Egypt’s caretaker government met yesterday for the first time since former Egyptian president Hosni Mubarak was overthrown, as police launched protests.
The Supreme Council of the Armed Forces, which assumed power when Mubarak stepped down on Friday following a massive country-wide revolt, has said the Cabinet will remain in place until the election of a new civilian government.
There was an empty space on the wall outside the Cabinet room where the former leader’s portrait used to hang during his three--decade-long reign.
Mubarak had appointed the Cabinet — made up mostly of senior military men — during the early days of the revolt in a failed bid to placate protesters.
Meanwhile, Egyptian troops fired warning shots and scuffles broke out when policemen protested to restore their reputation and win pay rises after they found themselves on the wrong side of the uprising.
One policeman’s teeth were smashed in during the fight with soldiers outside the interior ministry, where around 1,500 members of the force called for the despised Egyptian former interior minister Habib al-Adly to be publicly executed.
Army troops had fired over the heads of the protesters, some of whom were in police uniform, as the crowd chanted at their former boss: “Habib, you know you will be executed in the public square!”
Egypt’s police are broadly hated and seen as brutal and corrupt, while the military has been embraced by the anti-regime protesters.
However, the police protesting yesterday insisted that they had been ordered to deal harshly with the protests by Mubarak’s security services and argued they were underpaid by their corrupt -government masters.
Yesterday’s Cabinet meeting came a day after the resignation of the highly unpopular information minister Anas al-Fiki, who was allegedly behind a media campaign that presented the protesters as foreign agents.
Fiki, Adly and sacked prime minister Ahmed Nazif have all been banned from leaving the country while they are investigated over graft allegations.
In Tahrir Square, military police directed cars through what had been the epicenter of the uprising, but many protesters remained as life started to return to normal.
The army was praised for allowing demonstrations to unfold peacefully, but the protesters have demanded civilian government and said they will return to the streets in the absence of a swift transition.
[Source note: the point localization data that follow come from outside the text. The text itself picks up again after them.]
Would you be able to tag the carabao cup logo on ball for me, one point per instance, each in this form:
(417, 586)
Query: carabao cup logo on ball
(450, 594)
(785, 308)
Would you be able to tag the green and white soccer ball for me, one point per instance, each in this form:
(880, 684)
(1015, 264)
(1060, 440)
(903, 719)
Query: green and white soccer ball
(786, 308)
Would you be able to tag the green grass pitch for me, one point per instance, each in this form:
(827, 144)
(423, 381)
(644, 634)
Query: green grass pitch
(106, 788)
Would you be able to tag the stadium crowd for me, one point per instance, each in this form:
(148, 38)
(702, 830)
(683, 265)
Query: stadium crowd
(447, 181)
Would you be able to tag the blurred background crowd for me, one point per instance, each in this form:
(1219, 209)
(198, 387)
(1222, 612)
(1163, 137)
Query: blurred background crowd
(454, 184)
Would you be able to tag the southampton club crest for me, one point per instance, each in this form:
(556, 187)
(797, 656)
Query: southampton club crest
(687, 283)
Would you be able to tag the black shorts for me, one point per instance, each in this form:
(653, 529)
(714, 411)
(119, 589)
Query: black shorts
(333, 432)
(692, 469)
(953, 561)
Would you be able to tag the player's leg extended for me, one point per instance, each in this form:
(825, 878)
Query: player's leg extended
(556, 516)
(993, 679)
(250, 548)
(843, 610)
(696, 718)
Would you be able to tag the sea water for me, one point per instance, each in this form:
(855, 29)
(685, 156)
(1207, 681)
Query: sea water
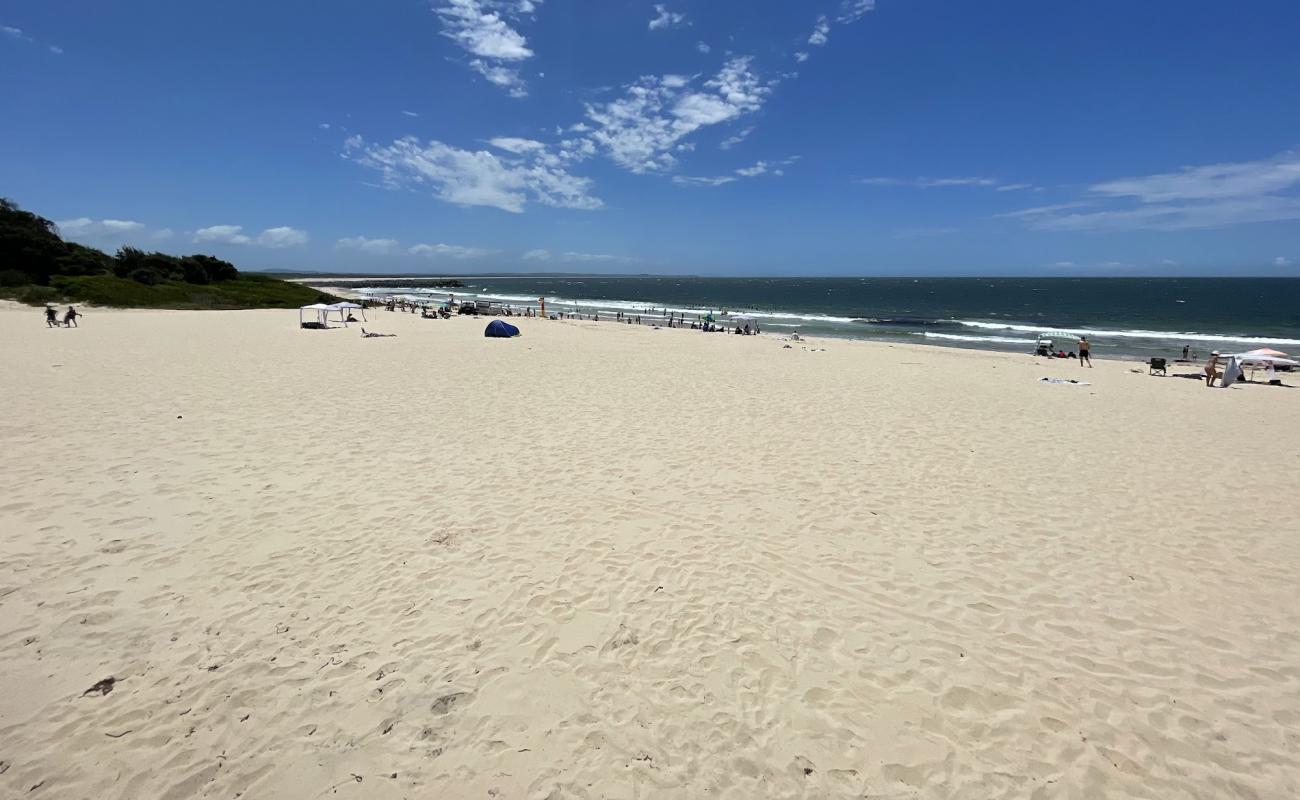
(1119, 316)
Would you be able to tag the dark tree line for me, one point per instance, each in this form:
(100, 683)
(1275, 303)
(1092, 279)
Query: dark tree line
(31, 251)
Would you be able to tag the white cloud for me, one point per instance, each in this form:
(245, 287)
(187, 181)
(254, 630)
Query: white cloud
(476, 177)
(282, 237)
(454, 251)
(516, 145)
(596, 256)
(501, 76)
(642, 128)
(1210, 182)
(102, 232)
(852, 11)
(943, 182)
(481, 29)
(820, 31)
(735, 139)
(365, 245)
(1214, 195)
(702, 181)
(664, 18)
(230, 234)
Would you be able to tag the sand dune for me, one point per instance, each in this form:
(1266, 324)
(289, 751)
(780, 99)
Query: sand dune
(607, 561)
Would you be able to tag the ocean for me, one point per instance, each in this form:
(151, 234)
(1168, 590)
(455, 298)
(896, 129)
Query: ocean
(1119, 316)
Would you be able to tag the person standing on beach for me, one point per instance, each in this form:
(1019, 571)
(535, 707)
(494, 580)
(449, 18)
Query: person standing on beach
(1212, 368)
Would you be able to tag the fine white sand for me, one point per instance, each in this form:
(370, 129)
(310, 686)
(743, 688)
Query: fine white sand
(607, 561)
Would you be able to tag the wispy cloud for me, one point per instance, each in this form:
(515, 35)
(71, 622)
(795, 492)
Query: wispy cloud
(89, 228)
(852, 11)
(484, 29)
(641, 129)
(943, 182)
(736, 139)
(703, 181)
(8, 31)
(666, 18)
(1214, 195)
(475, 177)
(282, 237)
(596, 256)
(367, 245)
(454, 251)
(820, 31)
(228, 234)
(758, 168)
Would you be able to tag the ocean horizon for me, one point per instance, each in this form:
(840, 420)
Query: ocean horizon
(1121, 316)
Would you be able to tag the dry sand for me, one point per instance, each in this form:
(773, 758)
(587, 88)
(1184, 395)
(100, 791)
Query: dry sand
(618, 562)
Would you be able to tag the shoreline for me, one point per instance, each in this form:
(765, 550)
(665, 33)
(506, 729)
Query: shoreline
(602, 557)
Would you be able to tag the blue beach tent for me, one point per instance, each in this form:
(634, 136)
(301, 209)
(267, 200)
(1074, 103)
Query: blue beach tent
(501, 331)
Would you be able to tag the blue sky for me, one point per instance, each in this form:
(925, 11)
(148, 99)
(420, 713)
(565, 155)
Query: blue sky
(711, 137)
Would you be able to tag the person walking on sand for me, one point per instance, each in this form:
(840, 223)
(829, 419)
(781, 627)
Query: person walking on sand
(1212, 368)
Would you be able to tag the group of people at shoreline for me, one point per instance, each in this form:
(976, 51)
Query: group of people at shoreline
(68, 321)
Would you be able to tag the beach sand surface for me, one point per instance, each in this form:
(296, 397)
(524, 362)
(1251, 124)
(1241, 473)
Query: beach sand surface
(609, 561)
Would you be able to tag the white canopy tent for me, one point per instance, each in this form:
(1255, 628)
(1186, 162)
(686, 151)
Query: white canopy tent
(1253, 359)
(345, 308)
(321, 314)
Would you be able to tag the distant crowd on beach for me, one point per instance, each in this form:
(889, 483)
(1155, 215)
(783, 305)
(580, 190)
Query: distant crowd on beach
(68, 321)
(706, 323)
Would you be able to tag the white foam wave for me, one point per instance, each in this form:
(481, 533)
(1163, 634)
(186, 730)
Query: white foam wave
(958, 337)
(1136, 334)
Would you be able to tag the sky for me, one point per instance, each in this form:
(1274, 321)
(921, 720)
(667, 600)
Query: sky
(690, 137)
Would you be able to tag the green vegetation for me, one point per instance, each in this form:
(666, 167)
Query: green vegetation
(37, 266)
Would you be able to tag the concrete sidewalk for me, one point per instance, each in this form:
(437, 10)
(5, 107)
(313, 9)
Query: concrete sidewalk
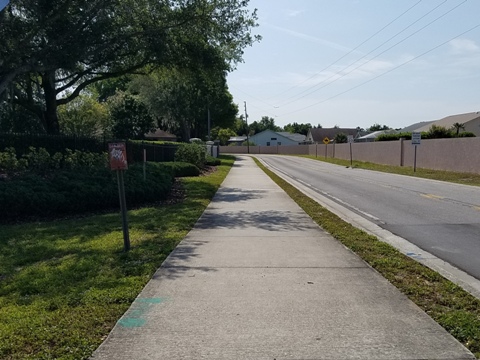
(258, 279)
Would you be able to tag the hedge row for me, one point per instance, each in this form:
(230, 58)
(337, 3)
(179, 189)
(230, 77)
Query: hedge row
(66, 192)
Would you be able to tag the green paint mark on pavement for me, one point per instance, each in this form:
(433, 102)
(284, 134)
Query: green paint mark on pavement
(135, 315)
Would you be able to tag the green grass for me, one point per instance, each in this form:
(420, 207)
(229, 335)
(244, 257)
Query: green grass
(448, 304)
(455, 177)
(64, 284)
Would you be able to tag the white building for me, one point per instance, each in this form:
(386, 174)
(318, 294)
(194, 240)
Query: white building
(272, 138)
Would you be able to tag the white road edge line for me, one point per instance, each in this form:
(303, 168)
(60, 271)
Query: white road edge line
(457, 276)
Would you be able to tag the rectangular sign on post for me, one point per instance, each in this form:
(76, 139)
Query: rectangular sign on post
(117, 154)
(416, 138)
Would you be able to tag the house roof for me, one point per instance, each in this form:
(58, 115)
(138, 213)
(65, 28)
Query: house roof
(448, 121)
(416, 126)
(161, 134)
(293, 136)
(376, 134)
(318, 134)
(278, 134)
(237, 139)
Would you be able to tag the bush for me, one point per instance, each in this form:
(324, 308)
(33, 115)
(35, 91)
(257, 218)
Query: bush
(181, 169)
(40, 160)
(211, 161)
(191, 153)
(9, 162)
(73, 191)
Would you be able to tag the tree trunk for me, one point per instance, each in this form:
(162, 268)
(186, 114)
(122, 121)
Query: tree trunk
(50, 118)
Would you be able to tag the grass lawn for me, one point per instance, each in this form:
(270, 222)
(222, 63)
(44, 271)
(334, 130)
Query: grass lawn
(459, 178)
(64, 284)
(448, 304)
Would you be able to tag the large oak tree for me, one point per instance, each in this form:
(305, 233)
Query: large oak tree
(52, 50)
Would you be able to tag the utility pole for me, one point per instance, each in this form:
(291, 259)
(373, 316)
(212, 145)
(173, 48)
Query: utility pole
(246, 122)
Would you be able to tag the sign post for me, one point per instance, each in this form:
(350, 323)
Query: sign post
(350, 141)
(416, 139)
(117, 154)
(326, 140)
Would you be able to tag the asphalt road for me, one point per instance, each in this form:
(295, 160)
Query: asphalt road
(439, 217)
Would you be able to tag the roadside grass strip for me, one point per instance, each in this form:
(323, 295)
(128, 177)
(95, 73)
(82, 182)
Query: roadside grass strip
(445, 302)
(450, 176)
(64, 284)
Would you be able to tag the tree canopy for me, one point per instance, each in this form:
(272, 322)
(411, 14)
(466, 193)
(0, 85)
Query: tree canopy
(52, 50)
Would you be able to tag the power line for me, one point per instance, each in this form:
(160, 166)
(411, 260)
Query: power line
(376, 56)
(297, 97)
(386, 72)
(351, 51)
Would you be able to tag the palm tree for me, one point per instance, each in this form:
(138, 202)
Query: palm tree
(457, 126)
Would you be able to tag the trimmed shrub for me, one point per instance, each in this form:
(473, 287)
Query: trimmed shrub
(191, 153)
(181, 169)
(77, 191)
(211, 161)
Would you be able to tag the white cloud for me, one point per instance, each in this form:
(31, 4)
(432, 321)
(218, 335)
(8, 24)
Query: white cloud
(463, 46)
(308, 37)
(293, 13)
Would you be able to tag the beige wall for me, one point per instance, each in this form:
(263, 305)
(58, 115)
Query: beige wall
(461, 155)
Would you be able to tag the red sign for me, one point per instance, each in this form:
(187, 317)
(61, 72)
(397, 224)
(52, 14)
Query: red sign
(117, 154)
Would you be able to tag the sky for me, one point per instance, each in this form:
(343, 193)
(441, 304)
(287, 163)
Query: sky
(3, 3)
(355, 63)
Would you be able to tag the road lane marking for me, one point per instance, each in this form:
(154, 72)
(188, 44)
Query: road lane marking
(432, 196)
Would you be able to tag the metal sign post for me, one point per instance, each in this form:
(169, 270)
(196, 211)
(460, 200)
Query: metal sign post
(326, 141)
(350, 141)
(416, 139)
(118, 161)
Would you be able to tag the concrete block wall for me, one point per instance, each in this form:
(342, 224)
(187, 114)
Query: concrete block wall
(460, 155)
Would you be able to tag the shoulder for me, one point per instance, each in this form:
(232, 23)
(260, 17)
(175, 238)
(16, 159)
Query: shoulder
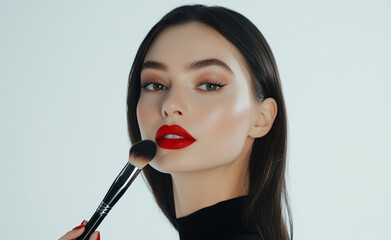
(245, 236)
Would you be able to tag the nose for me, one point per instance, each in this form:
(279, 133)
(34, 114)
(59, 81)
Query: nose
(174, 106)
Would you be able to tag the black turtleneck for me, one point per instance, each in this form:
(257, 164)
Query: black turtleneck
(221, 221)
Jihad Laban, an accountant, said much work remained to make sure the revolution did not squander what it had gained.
“The goal was never just to get rid of Mubarak. The system is totally corrupt and we won’t go until we see some real reforms. I am going to be buried in Tahrir, I am here for my children. Egypt is too precious to walk away now,” he said.
The tension reflected the fragility of the situation as protesters press for a voice in guiding their country’s move to democracy. Egypt’s new military rulers promised on Saturday to abide by the peace treaty with Israel and eventually hand power to an elected government, but many protesters worried long-sought reforms would be stalled if they give up.
The crowd on Tahrir Square was down from a peak of a -quarter-million at the height of the demonstrations to a few thousand yesterday.